Businesses subject to stringent security regulations, such as those in the financial or healthcare sectors, would most likely adopt open-source models. These companies face challenges in sharing data with third parties due to heightened scrutiny.
It is important to note that other code LLMs, like Code Llama, can be fine-tuned. However, Meta has not released the datasets besides stating that it has been trained on widely available public data.
Will enterprises pivot to open-source?
Using open-source technologies comes with its own set of challenges. Despite the promised benefits of StarCoder 2 and the adoption by a handful of enterprises, the question that arises is: will we see a wider adoption by enterprises?
Werra believes that it is probable, as many enterprises initially opt for closed LLMs due to their accessibility and ease of use. However, as companies mature and streamline their use cases, there is a growing desire for models that offer total control. This trend holds true for code LLMs as well.

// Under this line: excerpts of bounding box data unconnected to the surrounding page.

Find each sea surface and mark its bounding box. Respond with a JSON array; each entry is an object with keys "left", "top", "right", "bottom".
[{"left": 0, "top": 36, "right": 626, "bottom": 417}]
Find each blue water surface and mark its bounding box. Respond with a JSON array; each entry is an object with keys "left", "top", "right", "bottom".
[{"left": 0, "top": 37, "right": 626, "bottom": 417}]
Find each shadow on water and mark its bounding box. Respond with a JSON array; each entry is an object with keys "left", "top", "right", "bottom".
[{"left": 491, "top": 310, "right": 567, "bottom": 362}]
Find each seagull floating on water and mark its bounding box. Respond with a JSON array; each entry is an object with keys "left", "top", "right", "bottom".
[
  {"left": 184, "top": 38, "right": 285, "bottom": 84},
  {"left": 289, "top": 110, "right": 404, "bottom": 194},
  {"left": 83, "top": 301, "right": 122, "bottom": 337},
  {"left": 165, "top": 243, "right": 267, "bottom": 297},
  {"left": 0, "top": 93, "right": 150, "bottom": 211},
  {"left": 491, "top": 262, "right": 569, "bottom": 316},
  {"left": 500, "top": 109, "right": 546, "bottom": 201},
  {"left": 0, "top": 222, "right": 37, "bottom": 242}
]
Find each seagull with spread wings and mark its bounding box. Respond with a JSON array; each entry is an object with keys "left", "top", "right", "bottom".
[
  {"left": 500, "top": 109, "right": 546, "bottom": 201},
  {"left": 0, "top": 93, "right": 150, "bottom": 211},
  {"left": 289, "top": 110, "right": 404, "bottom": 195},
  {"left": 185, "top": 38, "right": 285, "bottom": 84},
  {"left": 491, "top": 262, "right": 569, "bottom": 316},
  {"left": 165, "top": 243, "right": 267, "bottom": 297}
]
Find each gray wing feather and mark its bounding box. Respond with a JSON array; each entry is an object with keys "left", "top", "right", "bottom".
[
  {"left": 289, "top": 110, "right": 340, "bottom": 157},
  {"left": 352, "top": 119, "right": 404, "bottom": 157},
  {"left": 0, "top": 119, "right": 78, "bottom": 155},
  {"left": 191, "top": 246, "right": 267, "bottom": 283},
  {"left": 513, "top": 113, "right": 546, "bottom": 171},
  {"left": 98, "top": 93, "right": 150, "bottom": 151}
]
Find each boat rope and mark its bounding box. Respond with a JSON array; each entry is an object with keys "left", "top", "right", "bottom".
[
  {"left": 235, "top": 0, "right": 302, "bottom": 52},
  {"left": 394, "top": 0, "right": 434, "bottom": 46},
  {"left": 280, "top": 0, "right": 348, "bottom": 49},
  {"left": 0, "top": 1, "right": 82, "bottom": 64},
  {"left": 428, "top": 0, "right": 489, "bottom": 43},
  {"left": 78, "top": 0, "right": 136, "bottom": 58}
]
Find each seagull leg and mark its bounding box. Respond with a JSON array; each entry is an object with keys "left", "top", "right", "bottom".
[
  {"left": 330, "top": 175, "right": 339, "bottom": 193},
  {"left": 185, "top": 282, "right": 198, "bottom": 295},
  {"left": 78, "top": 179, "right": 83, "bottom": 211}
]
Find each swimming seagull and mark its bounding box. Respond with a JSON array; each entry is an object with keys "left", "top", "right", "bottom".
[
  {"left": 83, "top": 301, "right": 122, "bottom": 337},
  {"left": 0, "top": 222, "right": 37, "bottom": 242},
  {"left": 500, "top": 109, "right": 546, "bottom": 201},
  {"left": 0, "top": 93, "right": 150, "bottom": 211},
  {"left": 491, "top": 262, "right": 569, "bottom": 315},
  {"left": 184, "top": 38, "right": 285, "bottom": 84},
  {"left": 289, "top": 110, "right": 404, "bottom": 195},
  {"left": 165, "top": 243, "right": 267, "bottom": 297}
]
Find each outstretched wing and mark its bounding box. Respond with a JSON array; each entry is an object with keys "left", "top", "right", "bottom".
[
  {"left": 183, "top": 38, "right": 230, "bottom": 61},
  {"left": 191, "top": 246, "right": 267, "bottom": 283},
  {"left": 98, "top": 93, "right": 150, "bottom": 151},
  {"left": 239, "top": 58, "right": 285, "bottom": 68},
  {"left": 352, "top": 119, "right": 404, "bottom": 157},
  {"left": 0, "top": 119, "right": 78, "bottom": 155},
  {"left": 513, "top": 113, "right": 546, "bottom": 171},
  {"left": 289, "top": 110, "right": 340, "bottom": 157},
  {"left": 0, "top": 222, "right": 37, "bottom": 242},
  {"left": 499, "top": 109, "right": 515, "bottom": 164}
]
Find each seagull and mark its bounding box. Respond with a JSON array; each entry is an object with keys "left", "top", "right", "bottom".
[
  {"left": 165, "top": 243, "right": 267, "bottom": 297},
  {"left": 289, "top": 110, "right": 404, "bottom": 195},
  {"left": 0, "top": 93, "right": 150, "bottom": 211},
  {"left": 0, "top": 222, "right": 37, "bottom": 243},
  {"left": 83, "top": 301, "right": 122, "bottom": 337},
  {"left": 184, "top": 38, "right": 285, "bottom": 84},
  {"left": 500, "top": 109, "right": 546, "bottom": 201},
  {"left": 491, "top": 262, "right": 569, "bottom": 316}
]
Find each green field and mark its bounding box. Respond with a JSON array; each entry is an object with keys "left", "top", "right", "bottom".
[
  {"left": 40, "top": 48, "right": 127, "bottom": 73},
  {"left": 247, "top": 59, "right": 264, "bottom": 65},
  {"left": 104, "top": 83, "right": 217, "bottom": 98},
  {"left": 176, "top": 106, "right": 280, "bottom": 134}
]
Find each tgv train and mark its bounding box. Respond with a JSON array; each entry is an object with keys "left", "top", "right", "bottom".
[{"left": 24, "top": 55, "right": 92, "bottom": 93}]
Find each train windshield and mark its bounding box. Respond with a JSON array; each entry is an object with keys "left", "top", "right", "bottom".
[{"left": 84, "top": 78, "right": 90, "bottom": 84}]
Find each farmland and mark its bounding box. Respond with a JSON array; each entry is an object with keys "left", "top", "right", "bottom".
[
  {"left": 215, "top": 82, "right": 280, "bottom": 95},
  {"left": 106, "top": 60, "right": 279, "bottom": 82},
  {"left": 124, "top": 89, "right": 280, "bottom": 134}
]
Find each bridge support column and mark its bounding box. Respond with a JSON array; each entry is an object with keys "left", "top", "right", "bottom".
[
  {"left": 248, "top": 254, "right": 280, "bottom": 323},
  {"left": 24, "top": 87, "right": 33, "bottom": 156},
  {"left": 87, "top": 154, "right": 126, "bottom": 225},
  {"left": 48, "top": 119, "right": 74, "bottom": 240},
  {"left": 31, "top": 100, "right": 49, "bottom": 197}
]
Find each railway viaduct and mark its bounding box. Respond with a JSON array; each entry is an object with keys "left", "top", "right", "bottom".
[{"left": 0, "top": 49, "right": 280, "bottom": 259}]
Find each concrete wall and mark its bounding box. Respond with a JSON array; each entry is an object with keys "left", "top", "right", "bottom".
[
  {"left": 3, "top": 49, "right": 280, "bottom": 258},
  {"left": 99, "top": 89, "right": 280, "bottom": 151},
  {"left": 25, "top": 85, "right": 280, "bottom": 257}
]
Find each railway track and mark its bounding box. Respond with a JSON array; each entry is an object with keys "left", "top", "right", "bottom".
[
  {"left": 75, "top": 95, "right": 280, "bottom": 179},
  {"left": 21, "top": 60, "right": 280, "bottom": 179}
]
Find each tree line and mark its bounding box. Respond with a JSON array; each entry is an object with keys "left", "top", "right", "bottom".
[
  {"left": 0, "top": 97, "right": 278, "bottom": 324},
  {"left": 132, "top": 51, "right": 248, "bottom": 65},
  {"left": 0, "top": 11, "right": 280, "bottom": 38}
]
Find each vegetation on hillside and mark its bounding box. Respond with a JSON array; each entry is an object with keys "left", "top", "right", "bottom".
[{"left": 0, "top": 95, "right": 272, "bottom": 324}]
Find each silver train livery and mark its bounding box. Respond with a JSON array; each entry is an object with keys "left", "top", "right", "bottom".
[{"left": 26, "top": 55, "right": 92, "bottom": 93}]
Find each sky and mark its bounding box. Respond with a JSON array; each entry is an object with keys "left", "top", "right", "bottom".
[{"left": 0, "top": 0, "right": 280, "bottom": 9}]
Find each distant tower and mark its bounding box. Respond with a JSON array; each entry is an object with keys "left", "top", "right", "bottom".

“Decades ago, software development primarily relied on off-the-shelf solutions. However, the landscape has changed, with many companies, especially IT firms, crafting their own software solutions at the core of their operations.
“Similarly, a parallel trend is emerging with LLMs. While off-the-shelf models serve a broad range of tasks competently, for more specialised or dedicated applications, fine-tuning an open model remains the preferred approach,” Werra said.
Based on open-source principles
The BigCode team has open-sourced the model weights and dataset. “We released Stack V1 a year ago, and now we have released Stack v2,” Werra said.
However, even though the models are supported by an open rail licence, there are some restrictions.
For example, “You can’t use the model to extract Personally Identifiable Information (PII) from the pretrained data or generate potentially malicious code,” Werra warned. Nonetheless, StarCoder2 is available for commercial use.